Пушкин, сливая с образом поэзии образ любимой женщины и сохраняя большую часть символов Жуковского, кроме религиозно–мистических

Твои небесные черты…

Тянулись тихо дни мои

Без божества, без вдохновенья…

И для него воскресли вновь

И божество, и вдохновенье…

строит из этого материала не только произведение новой ритмической и образной композиции, но и иного смыслового разрешения, чуждого идейно–символической концепции Жуковского».

Не надо забывать, что Виноградов сделал такое заявление в 1934 году. Это был период широкой антирелигиозной пропаганды и торжества материалистического взгляда на развитие человеческого общества. На протяжении ещё полувека советские литературоведы не касались религиозной темы в творчестве А. С. Пушкина.

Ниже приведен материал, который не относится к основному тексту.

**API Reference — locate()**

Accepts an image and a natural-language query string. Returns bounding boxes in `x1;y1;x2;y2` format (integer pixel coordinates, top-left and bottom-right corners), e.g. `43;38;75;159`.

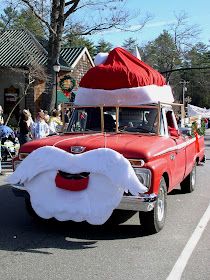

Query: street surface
0;134;210;280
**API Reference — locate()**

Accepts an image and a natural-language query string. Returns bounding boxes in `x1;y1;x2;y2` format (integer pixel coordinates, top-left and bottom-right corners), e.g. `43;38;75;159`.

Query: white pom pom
94;53;109;65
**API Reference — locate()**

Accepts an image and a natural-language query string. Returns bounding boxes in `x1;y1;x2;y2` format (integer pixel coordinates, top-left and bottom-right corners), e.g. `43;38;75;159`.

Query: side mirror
168;127;180;137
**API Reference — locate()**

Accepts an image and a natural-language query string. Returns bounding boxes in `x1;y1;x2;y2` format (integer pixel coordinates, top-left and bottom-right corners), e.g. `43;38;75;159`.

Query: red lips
55;173;89;191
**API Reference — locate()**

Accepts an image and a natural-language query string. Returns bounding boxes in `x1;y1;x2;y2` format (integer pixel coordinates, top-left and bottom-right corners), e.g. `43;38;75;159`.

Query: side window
166;111;178;136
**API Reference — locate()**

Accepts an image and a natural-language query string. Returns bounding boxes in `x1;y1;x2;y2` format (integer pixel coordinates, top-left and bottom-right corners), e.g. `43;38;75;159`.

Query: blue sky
89;0;210;46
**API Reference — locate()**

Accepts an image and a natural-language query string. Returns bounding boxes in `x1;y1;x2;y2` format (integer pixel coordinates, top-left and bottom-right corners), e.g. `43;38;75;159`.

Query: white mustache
8;146;147;224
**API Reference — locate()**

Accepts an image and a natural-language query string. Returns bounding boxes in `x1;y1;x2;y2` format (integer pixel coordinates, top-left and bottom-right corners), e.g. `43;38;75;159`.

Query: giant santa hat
75;48;174;106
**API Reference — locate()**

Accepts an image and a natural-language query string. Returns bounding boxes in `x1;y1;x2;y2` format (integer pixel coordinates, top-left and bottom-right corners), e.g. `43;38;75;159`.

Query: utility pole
180;80;189;108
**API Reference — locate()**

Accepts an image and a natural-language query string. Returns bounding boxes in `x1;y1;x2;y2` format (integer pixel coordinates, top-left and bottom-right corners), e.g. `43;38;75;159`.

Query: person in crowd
0;105;4;125
0;105;4;175
18;109;31;146
31;111;49;139
49;110;63;134
44;110;50;123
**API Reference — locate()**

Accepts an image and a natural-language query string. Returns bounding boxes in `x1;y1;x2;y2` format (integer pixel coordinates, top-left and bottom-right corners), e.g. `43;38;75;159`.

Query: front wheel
180;165;196;193
139;177;167;234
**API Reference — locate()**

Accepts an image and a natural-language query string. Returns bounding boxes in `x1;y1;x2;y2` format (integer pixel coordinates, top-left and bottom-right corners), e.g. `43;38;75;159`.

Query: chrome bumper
12;184;157;212
116;193;157;212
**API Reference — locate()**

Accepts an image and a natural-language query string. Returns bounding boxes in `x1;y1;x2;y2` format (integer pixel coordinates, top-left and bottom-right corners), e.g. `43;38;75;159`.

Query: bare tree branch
21;0;56;34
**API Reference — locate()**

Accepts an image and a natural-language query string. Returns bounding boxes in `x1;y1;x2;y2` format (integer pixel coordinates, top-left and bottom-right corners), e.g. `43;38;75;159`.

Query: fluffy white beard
8;147;147;224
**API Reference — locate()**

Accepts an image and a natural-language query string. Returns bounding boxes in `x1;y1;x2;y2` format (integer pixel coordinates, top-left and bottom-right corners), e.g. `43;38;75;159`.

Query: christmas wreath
59;75;76;98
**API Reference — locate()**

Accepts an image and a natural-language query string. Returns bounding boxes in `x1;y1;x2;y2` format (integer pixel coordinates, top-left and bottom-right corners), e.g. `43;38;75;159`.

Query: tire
139;177;167;234
180;165;196;193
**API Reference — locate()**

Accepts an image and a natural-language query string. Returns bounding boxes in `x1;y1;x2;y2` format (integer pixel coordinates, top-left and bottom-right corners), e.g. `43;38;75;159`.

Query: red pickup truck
10;103;204;233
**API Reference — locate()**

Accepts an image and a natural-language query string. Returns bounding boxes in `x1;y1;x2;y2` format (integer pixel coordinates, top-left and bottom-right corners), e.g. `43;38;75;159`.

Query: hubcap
157;188;165;222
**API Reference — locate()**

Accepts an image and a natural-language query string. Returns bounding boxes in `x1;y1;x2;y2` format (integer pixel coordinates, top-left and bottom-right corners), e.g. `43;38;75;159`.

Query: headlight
19;153;29;160
134;168;151;189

Строки «в молчаньи грусти безнадежной», «в дали, во мраке заточенья» очень созвучны «Эде» Е. А. Баратынского; Некоторые рифмы Пушкин позаимствовал у себя самого – из письма Татьяны к Онегину:

И в это самое мгновенье

Не ты ли, милое виденье…

И здесь нет ничего удивительного – творчество Пушкина насыщено литературными реминисценциями и даже прямыми цитатами; однако, используя понравившиеся строки, поэт преображал их до неузнаваемости.

По мнению выдающегося русского филолога и пушкиниста Б. В. Томашевского, это стихотворение, несмотря на то, что рисует идеализированный женский образ, несомненно, связано с А. П. Керн. «Недаром оно в самом заголовке „К***" адресовано любимой женщине, хотя бы и изображённой в обобщённом образе идеальной женщины“.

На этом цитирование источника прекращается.